Series B Banknotes

The Series B Banknotes (Irish: Nótaí bainc sraith B) of Ireland replaced the Series A Banknotes. The banknotes were issued between 1976 and 1982 by the Central Bank of Ireland, the series was replaced in 1993 by Series C Banknotes.


The Central Bank announced its intention for the new banknotes in December 1971 and Servicon, an Irish design company, was employed to design the notes of the denominations; £1, £5, £10, £20, £50 and £100. The £100 note was never issued or circulated; this remains somewhat of an idiosyncrasy in the issue of Irish banknotes as this is the only series without a note of this denomination.

The theme chosen for these notes was history of Ireland, and each note featured the portrait of a person with this theme in mind from a particular era from historic to modern and complementing visual elements. The female head painted by Sir John Lavery was retained from Series A; contained in the unprinted space. Each banknote has the signature of the Governor of the Central Bank of Ireland and the Secretary of the Department of Finance.

During much of the period of circulation of this series, foreign exchange controls prohibited the export of any notes larger than £20 from the Republic.

One Pound

The green one pound note had a portrait of Medb, the legendary Queen of Connacht in Irish mythology. Also a pre-Christian geometric design based on those found on bone slips is used in on the note, the background is an excerpt from the Táin.

The reverse had a decorated excerpt from Lebor na hUidre, the oldest surviving Irish manuscript, with some red in addition to the dominant green.

The dimension of the notes are 78.0 × 148.0 millimetres.

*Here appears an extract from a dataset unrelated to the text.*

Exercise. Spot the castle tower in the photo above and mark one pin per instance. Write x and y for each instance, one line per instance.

The one pound note was removed from circulation from June 1990 as it became replaced by the Irish pound coin, this note was the final one pound note to be circulated and it was the first note of Series B to be removed from circulation.

Five Pound

The orange five pound note had a portrait of Johannes Scotus Eriugena, the philosopher and theologian, of the ninth century. The letter A from the start of Psalm 17 of the Psalter of Ricemarcus is used against the Book of Durrow.

The reverse featured an adaptation of animal and script extracts from the Book of Kells, an eighth century copy of the gospels.

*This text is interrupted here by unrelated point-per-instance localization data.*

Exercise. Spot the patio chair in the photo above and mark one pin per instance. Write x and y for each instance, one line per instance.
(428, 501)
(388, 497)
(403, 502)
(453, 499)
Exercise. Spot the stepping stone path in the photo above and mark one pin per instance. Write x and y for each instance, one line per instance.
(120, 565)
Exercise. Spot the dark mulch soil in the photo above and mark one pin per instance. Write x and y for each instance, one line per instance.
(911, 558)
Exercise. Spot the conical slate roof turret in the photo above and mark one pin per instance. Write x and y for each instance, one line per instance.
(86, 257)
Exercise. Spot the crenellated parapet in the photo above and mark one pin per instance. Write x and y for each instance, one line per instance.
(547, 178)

The dimension of the notes are 82.0 X 156.0 millimetres. In addition to the dominant orange, red and brown is used on both sides of the note.

Ten Pound

The purple ten pound had a portrait of Dean Jonathan Swift the poet and satirist. The background contains a reproduction of the coat of arms of Dublin from a city council resolution against a letter by Swift from April 1735.

The reverse had a portion of a map of Dublin which was published by John Rocque in 1756. Great Abbey Street and Astons Quay - now known as Middle Abbey Street and Aston Quay respectively are shown as well as the River Liffey.

The dimension of the notes are 86.0 X 164.0 millimetres. The note consists of shades of purple - three shades on the front and two on the back.

Twenty Pound

The blue twenty pound note had a portrait of William Butler Yeats, the poet, dramatist, and mystic together with a representation of the mythological hero Cú Chulainn, based on the motif used by the Abbey Theatre. The background is of a Deirdre, a Yeats manuscript.

The reverse had image the Blasket Islands, off County Kerry with the background of An tOileánach by Tomás Ó Criomhthain.

The dimension of the notes are 90.0 X 172.0 millimetres. The note consists of shades of blue - six shades on the front and four on the back.

Fifty Pound

The red-brown fifty pound note had a portrait of Turlough O'Carolan, the blind Irish harper and composer, with the background from Timbrell.

The reverse had a design based on the wood carvings on the organ loft of St. Michan's Church, Dublin.

The dimension of the notes are 94.0 X 180.0 millimetres. Using the red-brown colours it is set using five shades on the front and four on the back.

Hundred Pound

A Series B hundred pound note was never issued, the Series A £100 note remained in circulation. Although during the late 1970's some newspapers thought that there would A £100 note that would have been Mauve in Colour would have had Grace O'Malley on the front and The Galtee Mountains on the back.